Es war einmal eine Pflanze, die war genügsam und reich an allen wichtigen Nährstoffen. Sie gedieh auf kargen Böden und machte den Bauern wenig Arbeit. Sie diente als Dünger und nährte Familien, die die Bohnen auskochten und zu einem Mus verquirlten – denn daraus entstanden Milch und Tofu. Wurde sie gepresst, gewann man aus ihr Öl, und was von der Bohne übrigblieb, wurde als Soyamehl an Hühner, Schweine und Rinder verfüttert.
Eines Tages begann dieser paradiesische Kreislauf zu eiern, da die Menschen immer mehr Fleisch essen wollten.
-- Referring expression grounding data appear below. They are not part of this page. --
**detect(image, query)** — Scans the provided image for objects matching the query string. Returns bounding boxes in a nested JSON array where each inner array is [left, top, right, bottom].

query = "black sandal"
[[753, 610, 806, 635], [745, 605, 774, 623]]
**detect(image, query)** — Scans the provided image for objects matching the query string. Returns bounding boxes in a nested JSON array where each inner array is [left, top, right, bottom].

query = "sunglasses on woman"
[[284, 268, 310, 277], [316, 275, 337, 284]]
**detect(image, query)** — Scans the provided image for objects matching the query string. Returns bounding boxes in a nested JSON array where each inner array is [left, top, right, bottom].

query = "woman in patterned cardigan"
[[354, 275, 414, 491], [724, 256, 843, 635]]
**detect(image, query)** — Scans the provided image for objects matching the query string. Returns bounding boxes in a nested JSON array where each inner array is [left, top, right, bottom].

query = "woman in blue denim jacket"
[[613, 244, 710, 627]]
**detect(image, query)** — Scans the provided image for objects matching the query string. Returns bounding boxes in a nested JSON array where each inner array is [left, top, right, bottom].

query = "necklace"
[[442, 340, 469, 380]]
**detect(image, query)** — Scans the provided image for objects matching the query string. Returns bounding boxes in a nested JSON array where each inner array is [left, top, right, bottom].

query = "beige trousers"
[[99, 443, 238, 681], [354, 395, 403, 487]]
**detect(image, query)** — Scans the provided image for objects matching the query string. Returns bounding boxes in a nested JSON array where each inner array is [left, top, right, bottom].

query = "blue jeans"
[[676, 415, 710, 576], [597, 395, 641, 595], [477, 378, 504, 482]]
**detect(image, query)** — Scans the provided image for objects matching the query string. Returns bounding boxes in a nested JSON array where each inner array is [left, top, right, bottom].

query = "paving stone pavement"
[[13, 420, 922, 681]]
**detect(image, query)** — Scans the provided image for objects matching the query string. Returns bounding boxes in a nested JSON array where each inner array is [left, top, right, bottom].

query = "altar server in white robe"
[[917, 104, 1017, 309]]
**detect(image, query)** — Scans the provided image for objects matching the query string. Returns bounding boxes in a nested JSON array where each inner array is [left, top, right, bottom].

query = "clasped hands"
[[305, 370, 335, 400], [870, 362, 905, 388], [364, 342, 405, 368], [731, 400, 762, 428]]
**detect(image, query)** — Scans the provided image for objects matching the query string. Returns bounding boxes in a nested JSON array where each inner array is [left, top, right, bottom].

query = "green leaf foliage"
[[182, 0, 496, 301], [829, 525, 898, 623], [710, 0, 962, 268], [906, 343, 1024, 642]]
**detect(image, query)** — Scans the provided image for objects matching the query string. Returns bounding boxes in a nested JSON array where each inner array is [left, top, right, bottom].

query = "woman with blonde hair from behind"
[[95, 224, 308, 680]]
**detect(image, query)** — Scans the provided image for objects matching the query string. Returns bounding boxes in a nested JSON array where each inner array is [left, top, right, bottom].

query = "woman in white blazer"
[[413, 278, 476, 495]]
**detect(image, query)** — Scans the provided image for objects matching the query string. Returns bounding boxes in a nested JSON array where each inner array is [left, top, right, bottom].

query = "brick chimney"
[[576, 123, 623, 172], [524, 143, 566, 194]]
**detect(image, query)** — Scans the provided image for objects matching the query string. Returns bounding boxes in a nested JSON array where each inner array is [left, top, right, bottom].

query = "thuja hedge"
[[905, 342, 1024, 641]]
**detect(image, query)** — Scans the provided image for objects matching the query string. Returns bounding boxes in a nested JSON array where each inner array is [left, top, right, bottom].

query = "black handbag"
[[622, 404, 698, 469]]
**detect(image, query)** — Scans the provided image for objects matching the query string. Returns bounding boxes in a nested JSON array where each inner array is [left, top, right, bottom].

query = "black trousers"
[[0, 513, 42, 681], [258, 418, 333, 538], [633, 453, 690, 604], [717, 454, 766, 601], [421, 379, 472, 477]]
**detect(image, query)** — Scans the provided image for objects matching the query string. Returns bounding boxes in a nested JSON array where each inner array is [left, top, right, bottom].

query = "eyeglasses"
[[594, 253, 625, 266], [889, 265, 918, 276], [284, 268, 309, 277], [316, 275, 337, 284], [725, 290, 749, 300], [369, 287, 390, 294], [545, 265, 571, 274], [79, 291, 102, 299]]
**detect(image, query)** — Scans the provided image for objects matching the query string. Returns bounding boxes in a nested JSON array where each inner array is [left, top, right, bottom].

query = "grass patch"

Und so kam das Gewächs, das für den Menschen ideal war, fast nur noch dem Tier zu, damit es rascher heranwuchs und schlachtreif wurde. In den USA und Südamerika überdeckte die Pflanze bald ganze Landstriche. Wälder wurden für sie gerodet und Menschen vertrieben. Sie war so begehrt, dass die Böden bald ausgelaugt waren und der Mensch beschloss, die Pflanze genetisch zu verändern, damit sie wieder ergiebig wurde. Die Bauern, die nun auf die manipulierten Samen angewiesen waren, mussten für sie bezahlen, denn sie waren ja patentrechtlich geschützt.
Die Bohne wurde zur wichtigsten Bohne der Welt. Politiker stritten um sie, Geschäftsleute sicherten sich den Boden, auf dem sie wuchs, Spekulanten jonglierten mit ihrem Preis.
Jährlich erntete man mit riesigen Maschinen 250 Millionen Tonnen der Bohne, genügend, um viel Hunger auf der Welt zu stillen. Doch nicht einmal drei Prozent davon endeten in den Mägen der Menschen. Der Rest ging ans Vieh.
Die Bohne ahnte von all dem Irrsinn nichts und wuchs weiter still vor sich hin.